If a game is not part of the Crowd Control library, developers can now implement fan-controlled interactions into their games using the Crowd Control developer plugin, which is compatible with any game built on Unity, Unreal Engine, GameMaker Studio, and other engines.

“With developers building this kind of thing, it means reaching thousands of creators pretty much instantly,” Jaco said. “Increasing replayability is always huge for gamers or developers – they want that screen time.” He said the typical Unity developer can probably get their game compatible with Crowd Control in a few weeks, but he’s also seen developers pull it off in a weekend.

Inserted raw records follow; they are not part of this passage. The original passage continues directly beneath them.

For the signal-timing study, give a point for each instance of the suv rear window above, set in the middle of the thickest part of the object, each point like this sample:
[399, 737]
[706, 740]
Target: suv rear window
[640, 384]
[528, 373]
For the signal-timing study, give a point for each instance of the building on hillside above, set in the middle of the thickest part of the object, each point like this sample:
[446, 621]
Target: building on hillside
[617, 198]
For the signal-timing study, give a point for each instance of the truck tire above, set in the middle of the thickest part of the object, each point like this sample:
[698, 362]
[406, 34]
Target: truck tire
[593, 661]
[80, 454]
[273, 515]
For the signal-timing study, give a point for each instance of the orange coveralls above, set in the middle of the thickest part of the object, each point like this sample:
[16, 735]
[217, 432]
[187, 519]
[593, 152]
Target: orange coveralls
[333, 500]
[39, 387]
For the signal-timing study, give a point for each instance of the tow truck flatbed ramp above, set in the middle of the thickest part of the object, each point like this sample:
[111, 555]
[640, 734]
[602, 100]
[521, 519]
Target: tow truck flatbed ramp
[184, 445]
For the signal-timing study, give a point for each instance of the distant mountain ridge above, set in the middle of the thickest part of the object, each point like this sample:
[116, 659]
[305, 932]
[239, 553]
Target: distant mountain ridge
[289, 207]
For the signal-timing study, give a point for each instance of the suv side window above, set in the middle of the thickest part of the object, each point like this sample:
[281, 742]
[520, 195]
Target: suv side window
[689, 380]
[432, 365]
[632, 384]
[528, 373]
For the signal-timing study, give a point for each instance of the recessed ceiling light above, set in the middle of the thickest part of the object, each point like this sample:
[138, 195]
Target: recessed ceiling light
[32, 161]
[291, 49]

As of now, Crowd Control keeps 20% of fan payments to creators, which is the standard split for Twitch plugins. But now, as a cross-platform app, Crowd Control seems to be getting around the Twitch chops with its coin system. Other creator platforms like Fanhouse have taken similar steps to circumvent App Store fees and boost creators’ earnings.

“So, $100 is $100 in coins,” Jaco explained. Instead of these coins only being available on one channel, that viewer will now get $100 worth of coins that they can spend on any channel.

Crowd Control only has a team of ten, but most of them were creative at some point in time. Jaku himself started streaming Super Mario Maker on Twitch in 2015 and has climbed the ranks to become a Twitch partner. He then built the software that inspired Crowd Control to spice up Borderlands 2 streams in 2018.

“We are a passionate team,” Jaco said. “Everything we do is for creators.”